What are the advantages and disadvantages of billing/accounts receivable/cash receipts (B/AR/CR) process?
Billing / Accounts Receivable / Cash Receipt is a type of accounting process. That is, interacting between different types of processes by promoting the decision-making capabilities and activities of financial management in the business. There are also controlled plans to handle the activities as follows. And that's the benefit.
Repatriation work of reputable departments, accounts receivable and cashiers Managers' decisions support the financial aspects of the business. This involves creating financial reports, both internal and external.
Designs of controls designed for things like people, tools, and information flows, and the methodology for restructuring each department, such as the Credits Department, cashiers, support the process of eliminating financial constraints.
Most companies are aware that billing and cash transaction processes need a high level of management through efficient and systematic management. If business cash is not paid, you can instead use it to get inventory, improve the equipment category, pay employees, and hire new employees in the company.
Disadvantages: Online billing systems are often outsourced in billing. So to avoid this, there is a fee involved with using the outsourced billing system.
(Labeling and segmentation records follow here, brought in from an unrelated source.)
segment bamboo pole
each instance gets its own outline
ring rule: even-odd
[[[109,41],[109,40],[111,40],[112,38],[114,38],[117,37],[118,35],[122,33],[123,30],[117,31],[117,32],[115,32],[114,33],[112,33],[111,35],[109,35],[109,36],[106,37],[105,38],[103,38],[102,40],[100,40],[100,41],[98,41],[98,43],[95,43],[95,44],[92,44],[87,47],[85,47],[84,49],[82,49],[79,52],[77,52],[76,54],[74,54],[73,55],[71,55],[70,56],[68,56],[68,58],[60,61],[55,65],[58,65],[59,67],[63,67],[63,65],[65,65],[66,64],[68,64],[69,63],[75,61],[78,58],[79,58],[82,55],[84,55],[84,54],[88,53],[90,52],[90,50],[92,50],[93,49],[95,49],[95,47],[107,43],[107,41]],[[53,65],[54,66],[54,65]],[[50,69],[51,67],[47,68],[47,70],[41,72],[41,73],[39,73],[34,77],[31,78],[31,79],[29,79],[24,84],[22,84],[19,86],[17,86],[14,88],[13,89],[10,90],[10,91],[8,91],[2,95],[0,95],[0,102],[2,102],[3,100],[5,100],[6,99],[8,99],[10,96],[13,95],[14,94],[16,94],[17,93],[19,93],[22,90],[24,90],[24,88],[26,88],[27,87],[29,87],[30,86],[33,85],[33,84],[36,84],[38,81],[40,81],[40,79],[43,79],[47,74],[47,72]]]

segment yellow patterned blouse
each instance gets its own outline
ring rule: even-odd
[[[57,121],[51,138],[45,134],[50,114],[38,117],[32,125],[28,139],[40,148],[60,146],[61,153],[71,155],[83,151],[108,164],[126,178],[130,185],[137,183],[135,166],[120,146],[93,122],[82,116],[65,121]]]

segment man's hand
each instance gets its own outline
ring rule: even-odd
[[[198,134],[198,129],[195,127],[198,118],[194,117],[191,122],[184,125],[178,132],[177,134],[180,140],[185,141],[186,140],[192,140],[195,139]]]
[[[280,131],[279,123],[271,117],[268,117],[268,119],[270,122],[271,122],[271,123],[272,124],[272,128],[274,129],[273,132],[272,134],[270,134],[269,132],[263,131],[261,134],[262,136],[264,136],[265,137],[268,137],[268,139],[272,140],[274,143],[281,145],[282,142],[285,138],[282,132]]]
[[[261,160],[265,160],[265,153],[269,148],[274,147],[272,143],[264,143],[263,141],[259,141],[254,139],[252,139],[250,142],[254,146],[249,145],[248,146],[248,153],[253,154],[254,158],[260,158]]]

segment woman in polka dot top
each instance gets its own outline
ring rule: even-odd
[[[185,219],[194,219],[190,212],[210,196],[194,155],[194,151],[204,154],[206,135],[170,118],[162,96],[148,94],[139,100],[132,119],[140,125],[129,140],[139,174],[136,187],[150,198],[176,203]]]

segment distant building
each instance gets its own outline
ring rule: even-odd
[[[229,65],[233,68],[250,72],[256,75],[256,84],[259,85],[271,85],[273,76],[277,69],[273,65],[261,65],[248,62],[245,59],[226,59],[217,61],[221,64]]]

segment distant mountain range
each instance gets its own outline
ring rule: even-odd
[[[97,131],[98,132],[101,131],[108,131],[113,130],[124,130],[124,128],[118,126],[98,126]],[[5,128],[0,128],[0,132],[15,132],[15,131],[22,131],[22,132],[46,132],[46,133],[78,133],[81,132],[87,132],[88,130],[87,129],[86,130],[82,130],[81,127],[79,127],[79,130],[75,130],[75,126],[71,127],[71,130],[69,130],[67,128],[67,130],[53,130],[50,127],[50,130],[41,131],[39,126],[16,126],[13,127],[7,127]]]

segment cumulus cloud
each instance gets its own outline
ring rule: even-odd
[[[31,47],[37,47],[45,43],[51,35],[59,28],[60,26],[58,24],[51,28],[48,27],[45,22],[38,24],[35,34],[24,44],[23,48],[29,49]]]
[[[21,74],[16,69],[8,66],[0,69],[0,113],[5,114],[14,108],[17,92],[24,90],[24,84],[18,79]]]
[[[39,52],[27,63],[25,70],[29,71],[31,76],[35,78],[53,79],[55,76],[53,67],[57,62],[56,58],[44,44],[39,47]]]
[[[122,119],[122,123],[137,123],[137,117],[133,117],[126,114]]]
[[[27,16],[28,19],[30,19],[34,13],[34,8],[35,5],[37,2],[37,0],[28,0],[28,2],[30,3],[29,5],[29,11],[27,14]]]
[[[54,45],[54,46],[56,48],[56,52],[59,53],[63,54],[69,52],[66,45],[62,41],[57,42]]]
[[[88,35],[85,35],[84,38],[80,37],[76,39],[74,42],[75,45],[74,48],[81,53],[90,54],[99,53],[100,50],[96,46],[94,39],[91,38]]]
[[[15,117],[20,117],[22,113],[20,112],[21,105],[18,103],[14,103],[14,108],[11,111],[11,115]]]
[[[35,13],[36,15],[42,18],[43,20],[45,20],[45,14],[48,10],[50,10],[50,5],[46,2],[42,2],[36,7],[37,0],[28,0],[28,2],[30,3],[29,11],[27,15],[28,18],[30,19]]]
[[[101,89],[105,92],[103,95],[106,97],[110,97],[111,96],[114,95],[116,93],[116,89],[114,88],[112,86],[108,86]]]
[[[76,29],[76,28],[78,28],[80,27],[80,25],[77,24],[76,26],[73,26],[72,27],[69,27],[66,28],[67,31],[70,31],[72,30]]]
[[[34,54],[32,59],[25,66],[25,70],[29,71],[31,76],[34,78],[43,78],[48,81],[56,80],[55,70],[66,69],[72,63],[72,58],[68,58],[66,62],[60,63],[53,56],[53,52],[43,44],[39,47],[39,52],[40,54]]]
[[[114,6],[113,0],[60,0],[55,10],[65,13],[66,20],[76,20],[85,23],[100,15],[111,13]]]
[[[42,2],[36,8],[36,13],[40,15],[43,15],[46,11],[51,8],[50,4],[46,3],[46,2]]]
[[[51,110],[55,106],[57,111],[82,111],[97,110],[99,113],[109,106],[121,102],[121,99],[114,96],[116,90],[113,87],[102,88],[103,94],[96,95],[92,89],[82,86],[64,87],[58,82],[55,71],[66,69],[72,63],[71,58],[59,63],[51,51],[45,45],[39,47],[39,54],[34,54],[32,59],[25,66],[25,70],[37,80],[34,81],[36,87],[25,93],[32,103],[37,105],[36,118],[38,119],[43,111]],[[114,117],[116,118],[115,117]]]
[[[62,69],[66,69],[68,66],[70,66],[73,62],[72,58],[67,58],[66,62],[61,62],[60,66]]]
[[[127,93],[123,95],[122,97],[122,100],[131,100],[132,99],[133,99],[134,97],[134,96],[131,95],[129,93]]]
Also, the cashier's check does not collect the cash receipts registered on a daily basis, but the checks are deposited separately.
Increased spyware on the Internet due to online billing is a major threat to the security of the organization's personal information and may pose a significant risk.
The disadvantages of cash withdrawal are usually seen around sales. This is not wrong if you do not take online money transfer payments. Even if a person has a lot of money to buy, the person does not have enough money to buy. Cash sales also have a large degree of insecurity online. The disadvantages of increasing reputations are increasing the service cost of debt, increasing the time of employees to manage bad credit risk.
The amount and interest on the accounts can be more expensive than other financing. Even if a person has credit, it is not based on his own financial beliefs but on the basis of the customer. So if the customer is not able to pay for a period of time then the rate increases. So, to some extent, customers can add time to their own accounts to get financing.